How It Works
The purpose of FuTRES is to make trait data from biological and paleontological specimens accessible in a format that improves discoverability and promotes novel research. By following a few steps and using new tools developed by the FuTRES team, these data can be shared on the FuTRES platform, which is backed by an ontological framework that enables logical reasoning.
Step 1: Template
We have developed a template (viewable here) to help data providers create datasets that are ready for ingestion into the FuTRES knowledge base. The field names in the template largely correspond to Darwin Core terms. Since Darwin Core is the most commonly used standard for sharing biodiversity occurrence data, these fields may already be pre-existing in most collections databases, or if not, they can be easily mapped or crosswalked from other existing fields.
Existing Data and Future Collaborations
Currently, the FuTRES team is working with Principal Investigators, Dr.

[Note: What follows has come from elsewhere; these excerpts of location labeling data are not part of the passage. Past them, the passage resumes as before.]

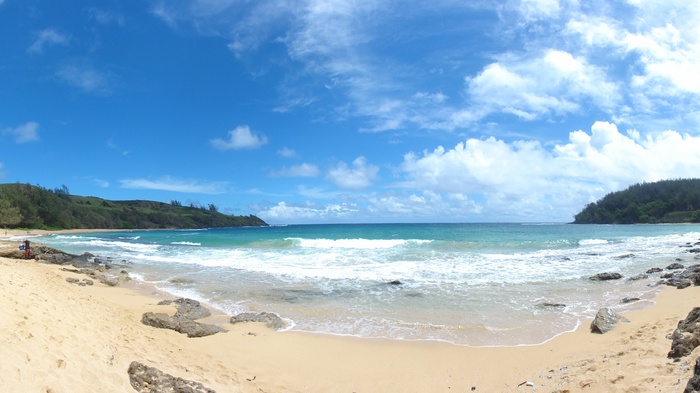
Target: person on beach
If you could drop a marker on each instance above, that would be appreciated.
(27, 250)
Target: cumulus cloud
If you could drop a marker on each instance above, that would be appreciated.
(84, 77)
(525, 176)
(301, 170)
(554, 83)
(360, 175)
(45, 38)
(308, 211)
(27, 132)
(239, 138)
(287, 152)
(168, 183)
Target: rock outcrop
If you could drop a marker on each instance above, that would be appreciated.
(270, 320)
(693, 385)
(605, 321)
(183, 320)
(606, 276)
(145, 379)
(686, 337)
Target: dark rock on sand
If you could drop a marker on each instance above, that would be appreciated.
(51, 255)
(606, 276)
(183, 321)
(180, 325)
(605, 321)
(187, 308)
(630, 299)
(686, 336)
(552, 305)
(270, 320)
(693, 385)
(145, 379)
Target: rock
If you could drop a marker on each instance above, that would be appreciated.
(680, 283)
(190, 309)
(686, 336)
(693, 385)
(180, 325)
(183, 321)
(606, 276)
(552, 305)
(605, 321)
(270, 320)
(630, 299)
(145, 379)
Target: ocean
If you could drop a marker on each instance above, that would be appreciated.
(466, 284)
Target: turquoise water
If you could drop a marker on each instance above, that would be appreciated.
(468, 284)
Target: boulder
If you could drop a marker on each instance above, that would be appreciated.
(190, 309)
(686, 336)
(630, 299)
(606, 276)
(145, 379)
(183, 321)
(270, 320)
(605, 321)
(693, 385)
(180, 325)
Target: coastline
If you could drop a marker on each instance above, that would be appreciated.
(64, 338)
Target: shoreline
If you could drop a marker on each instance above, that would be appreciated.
(64, 338)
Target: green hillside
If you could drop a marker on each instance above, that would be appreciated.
(667, 201)
(28, 206)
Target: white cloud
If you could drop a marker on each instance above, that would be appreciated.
(523, 176)
(45, 38)
(554, 83)
(105, 17)
(301, 170)
(538, 9)
(27, 132)
(176, 185)
(360, 175)
(84, 77)
(287, 152)
(240, 138)
(307, 212)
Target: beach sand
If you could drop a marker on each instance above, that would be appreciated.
(60, 337)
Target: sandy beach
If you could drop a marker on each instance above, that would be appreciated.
(60, 337)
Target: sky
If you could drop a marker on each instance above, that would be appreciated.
(354, 111)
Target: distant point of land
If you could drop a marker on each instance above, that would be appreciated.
(34, 207)
(662, 202)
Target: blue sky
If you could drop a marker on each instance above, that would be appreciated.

Kitty Emery, Dr. Ray Bernor, and Dr. Edward Davis, to share existing zooarchaeological and paleontological specimen datasets with associated trait information. These use cases have informed the development of the FuTRES template and the FuTRES Ontology of Vertebrate Traits. However, we are hosting community workshops and are happy to receive feedback and additional trait-focused datasets from other sources.
Step 2: Pipeline
The data processing pipeline is comprised of five main steps: pre-processing, triplifying, reasoning, conversion to a tabular format, and data loading. The pipeline is dependent on an existing ontology that defines and relates the terminology used in the data, but does not require a specific structure.
The pre-processing step lets users write a custom conversion method for each dataset into a common format (while the template helps to minimize the amount of customization needed). After pre-processing, RDF triples are generated by reading configuration files from each data source that includes term mappings, data validation, and creating relationships between processes and objects as defined by the ontology. All triples are referenced by globally unique identifiers by appending record identifiers from the input data to globally unique, resolvable HTTP prefixes that can be customized for each project. Because instance identifiers are derived from the input data, output identifiers can be linked back to the specific records in the raw source data, which also provides a mechanism to track data provenance.
The next step in the workflow - reasoning - uses the bundled OntoPilot software (Stucky et al., 2018) that supports multiple description logic profiles through multiple reasoners. The workflow provides an optional configuration file to OntoPilot that further allows users to customize the reasoning process.
The reformatting workflow converts the data to a series of CSV files via a customizable SPARQL query through query_fetcher, a bundled package for fast conversion of RDF to tabular data that is built upon the Apache Jena Java Library. The output data can be loaded into whatever data storage system the user prefers, including key/value stores (e.g., ElasticSearch), relational databases (e.g., PostgreSQL), or triplestores (e.g., Blazegraph).
Step 3: Ontology
The FuTRES Ontology of Vertebrate Traits (FOVT) is a fundamental tool to accomplish the FuTRES project goals. An ontology is a knowledge representation which describes concepts and their relationships to one another in a logical framework that is understandable by machines and humans. This logical format allows the data points in an ontology knowledge base to be reasoned over, allowing new inferences to be gained. The FOVT is an application ontology specifically designed to serve the purposes of the FuTRES projects. It was developed by Dr. Ramona Walls, Dr. Meghan Balk, and Laura Brenskelle, and it reuses many existing ontologies (for example, UBERON, PATO, and BSPO) to conceptualize different vertebrate traits.